Paper No. 9-14
Presentation Time: 8:30 AM-6:00 PM
PUMPKIN HOLLOW DEPOSIT, YERINGTON DISTRICT, NV: INSIGHTS ON MINERALIZATION BASED ON ASSOCIATED ALTERATION AND COMPOSITION OF EPIDOTE GROUP MINERALS
The Yerington district, western Nevada, hosts a variety of copper systems, many of which are magmatic-hydrothermal products of the Jurassic Yerington batholith. Porphyry copper deposits in the district formed within the Yerington batholith, adjacent to porphyry dike swarms, and the Fe oxide-rich Pumpkin Hollow deposit formed distal to porphyry dike swarms. Previous work documented multiple styles of alteration (e.g., sodic-calcic, calcic, and potentially potassic-calcic) and at least two generations of chalcopyrite and Fe oxide-rich mineralization in the Pumpkin Hollow deposit.
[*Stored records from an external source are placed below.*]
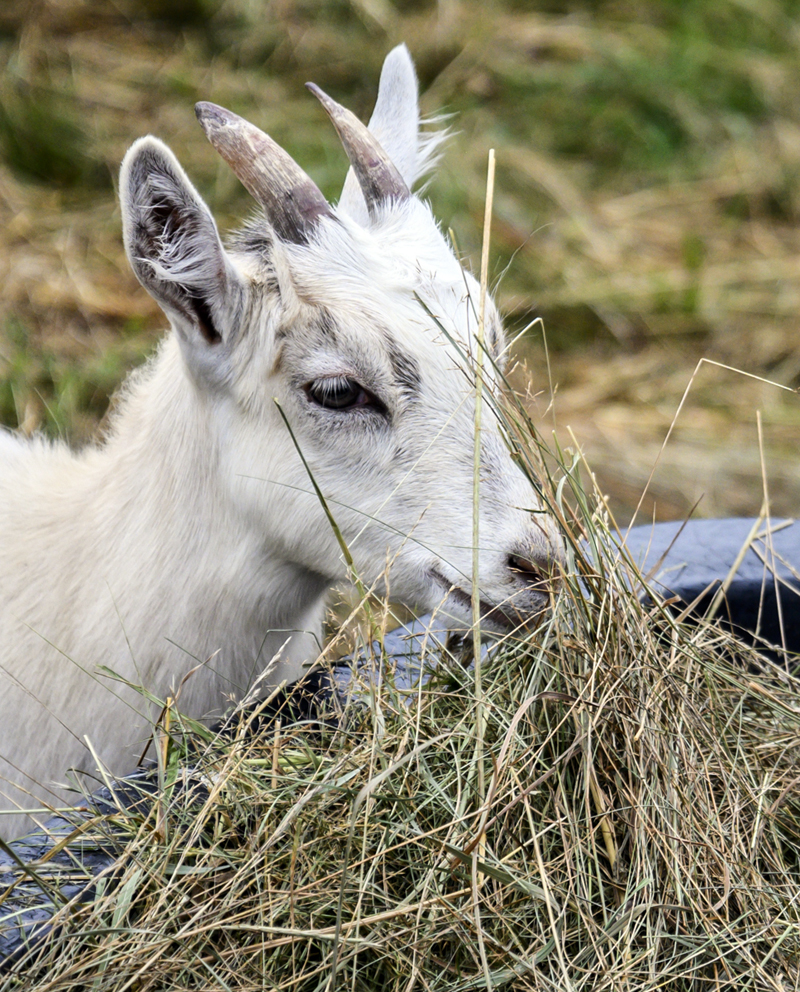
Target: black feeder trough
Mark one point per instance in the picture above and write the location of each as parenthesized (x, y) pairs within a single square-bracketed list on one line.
[(750, 566)]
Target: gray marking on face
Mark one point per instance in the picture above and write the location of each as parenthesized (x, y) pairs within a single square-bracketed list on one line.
[(405, 369)]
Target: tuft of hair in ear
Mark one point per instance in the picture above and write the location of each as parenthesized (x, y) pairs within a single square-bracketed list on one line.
[(171, 239)]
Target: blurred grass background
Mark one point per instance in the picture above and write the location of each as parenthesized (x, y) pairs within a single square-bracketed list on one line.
[(646, 206)]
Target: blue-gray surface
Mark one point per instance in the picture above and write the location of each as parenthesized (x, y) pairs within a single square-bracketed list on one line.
[(688, 562)]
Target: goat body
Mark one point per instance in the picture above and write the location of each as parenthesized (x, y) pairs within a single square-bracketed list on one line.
[(191, 538)]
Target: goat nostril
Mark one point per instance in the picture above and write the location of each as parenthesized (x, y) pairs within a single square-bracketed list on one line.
[(529, 571)]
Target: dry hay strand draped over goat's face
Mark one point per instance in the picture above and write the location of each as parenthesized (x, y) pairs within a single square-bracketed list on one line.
[(640, 827)]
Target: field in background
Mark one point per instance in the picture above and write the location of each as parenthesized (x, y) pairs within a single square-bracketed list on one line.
[(646, 206)]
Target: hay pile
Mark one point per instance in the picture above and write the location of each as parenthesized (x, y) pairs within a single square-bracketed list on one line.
[(626, 815)]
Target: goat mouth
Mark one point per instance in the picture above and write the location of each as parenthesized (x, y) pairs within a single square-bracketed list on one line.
[(497, 617)]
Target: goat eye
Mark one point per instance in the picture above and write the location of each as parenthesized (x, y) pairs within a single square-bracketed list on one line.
[(338, 393)]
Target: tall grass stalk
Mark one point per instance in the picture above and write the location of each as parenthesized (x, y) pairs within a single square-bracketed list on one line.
[(639, 830)]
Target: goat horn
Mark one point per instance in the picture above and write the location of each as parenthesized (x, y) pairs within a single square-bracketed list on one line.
[(377, 175), (292, 201)]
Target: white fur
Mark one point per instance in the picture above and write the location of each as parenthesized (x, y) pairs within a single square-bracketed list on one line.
[(192, 534)]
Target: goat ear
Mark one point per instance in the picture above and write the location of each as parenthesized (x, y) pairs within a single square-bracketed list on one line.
[(395, 123), (174, 247)]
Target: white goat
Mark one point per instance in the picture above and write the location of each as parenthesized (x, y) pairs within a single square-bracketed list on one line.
[(192, 532)]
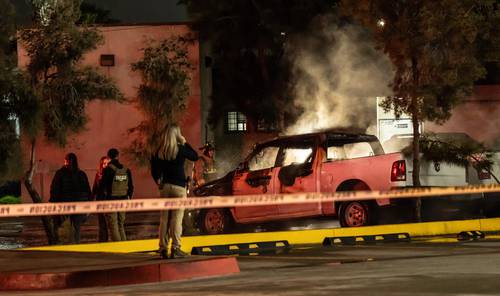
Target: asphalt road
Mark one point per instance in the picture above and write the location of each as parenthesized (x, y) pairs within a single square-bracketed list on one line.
[(471, 268)]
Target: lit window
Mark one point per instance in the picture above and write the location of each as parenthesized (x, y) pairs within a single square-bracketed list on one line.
[(236, 122)]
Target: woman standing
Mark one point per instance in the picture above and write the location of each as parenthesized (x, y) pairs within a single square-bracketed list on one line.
[(167, 170), (99, 194), (70, 184)]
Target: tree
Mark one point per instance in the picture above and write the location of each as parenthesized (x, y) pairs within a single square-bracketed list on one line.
[(437, 48), (10, 87), (248, 41), (59, 87), (163, 93)]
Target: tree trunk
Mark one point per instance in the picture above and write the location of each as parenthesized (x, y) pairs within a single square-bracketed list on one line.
[(416, 157), (48, 224)]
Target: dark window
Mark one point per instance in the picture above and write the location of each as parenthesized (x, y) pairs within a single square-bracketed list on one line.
[(107, 60), (236, 122), (264, 125)]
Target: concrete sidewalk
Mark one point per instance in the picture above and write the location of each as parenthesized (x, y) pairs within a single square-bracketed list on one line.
[(43, 270)]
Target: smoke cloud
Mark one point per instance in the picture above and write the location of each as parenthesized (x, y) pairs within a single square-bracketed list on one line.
[(337, 75)]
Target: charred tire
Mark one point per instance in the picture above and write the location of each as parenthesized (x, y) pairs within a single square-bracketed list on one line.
[(214, 221), (355, 214)]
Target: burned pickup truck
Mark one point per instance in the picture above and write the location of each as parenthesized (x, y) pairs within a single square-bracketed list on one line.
[(326, 161)]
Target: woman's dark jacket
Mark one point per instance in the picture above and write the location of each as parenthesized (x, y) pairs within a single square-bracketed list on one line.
[(172, 171), (69, 185)]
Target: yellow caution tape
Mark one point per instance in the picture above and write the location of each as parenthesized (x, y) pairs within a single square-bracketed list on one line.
[(157, 204)]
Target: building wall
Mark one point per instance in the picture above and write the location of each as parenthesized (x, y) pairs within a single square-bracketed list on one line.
[(109, 121), (478, 116)]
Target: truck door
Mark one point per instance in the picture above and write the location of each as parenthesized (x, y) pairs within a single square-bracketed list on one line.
[(256, 178), (297, 173)]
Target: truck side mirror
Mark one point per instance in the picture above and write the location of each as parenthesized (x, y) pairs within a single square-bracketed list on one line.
[(243, 166)]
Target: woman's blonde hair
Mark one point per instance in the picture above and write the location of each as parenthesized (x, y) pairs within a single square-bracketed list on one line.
[(169, 145)]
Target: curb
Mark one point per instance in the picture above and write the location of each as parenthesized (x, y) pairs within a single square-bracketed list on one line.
[(367, 239), (296, 237), (149, 273), (255, 248)]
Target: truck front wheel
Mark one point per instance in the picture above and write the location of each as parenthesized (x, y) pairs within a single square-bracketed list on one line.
[(214, 221), (354, 214)]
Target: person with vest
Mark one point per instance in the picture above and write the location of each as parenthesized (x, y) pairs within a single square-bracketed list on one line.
[(167, 170), (68, 185), (117, 182), (98, 194)]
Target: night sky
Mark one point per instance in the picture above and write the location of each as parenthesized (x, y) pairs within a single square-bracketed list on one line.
[(127, 11)]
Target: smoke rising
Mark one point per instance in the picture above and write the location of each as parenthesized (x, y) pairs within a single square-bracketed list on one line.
[(337, 75)]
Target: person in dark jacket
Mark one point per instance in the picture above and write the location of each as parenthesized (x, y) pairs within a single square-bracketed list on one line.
[(167, 170), (117, 183), (98, 194), (68, 185)]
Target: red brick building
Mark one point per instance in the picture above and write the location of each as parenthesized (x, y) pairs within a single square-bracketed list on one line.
[(109, 121)]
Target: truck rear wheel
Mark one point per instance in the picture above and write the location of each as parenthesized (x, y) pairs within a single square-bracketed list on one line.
[(354, 214), (214, 221)]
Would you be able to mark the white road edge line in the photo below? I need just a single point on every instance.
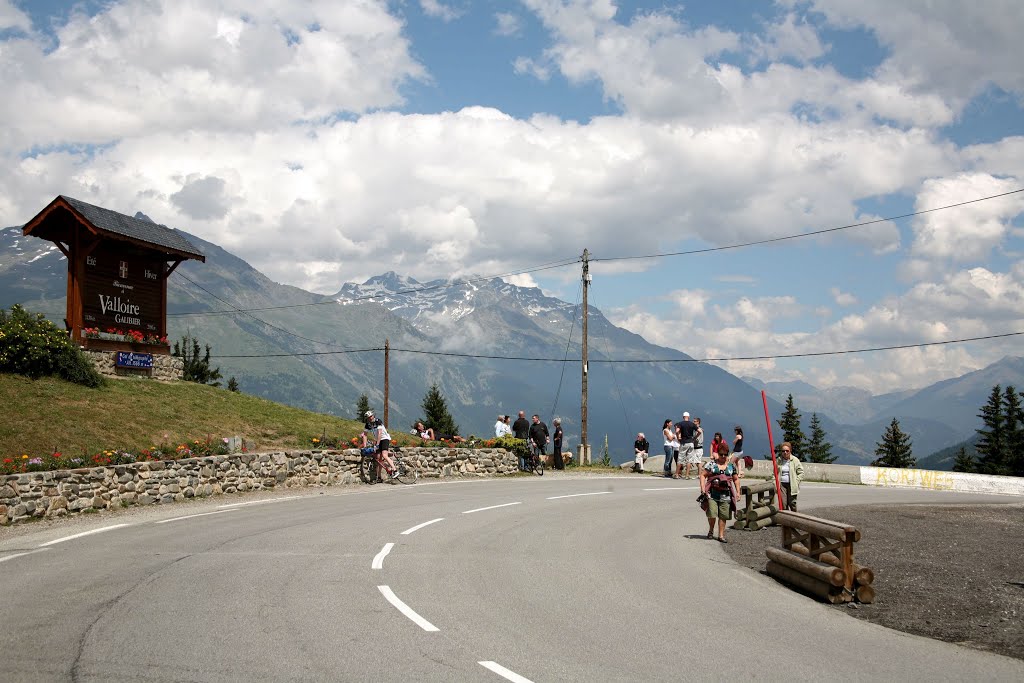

The amount and timing of discrete alteration and mineralization events remain unclear. Epidote-group minerals are present in many of the alteration types at Pumpkin Hollow. This study documented multiple generations of epidote-group minerals in different types of alteration through petrographic investigation and electron probe microanalyses. Epidote-group minerals were analyzed from sodic-calcic alteration of quartz monzodiorite and epidote-pyroxene hornfels clasts supported by epidote-magnetite-pyrite breccia matrix. Results show epidote-group minerals have variable SiO2, Al2O3, CaO, and Fe2O3 + FeO (based on charge balance through normalization of microprobe data) contents. Rare earth element (REE) contents are represented by analyses of La, Ce, Y, Nd, Pr, Gd, and Sm. The REE contents indicate at least two distinct epidote group compositions in the samples, a low REE (< 1 wt% total REE oxide of analyzed REEs) and a high REE (> 1 wt% total REE oxide of analyzed REEs) group. Back-scattered electron images document that epidote from sodic-calcic alteration of quartz monzodiorite and epidote-magnetite-pyrite breccia matrix. Further evaluation of mineral assemblages with this epidote-group mineral composition data will better inform our understanding of the hydrothermal evolution of the Pumpkin Hollow deposit.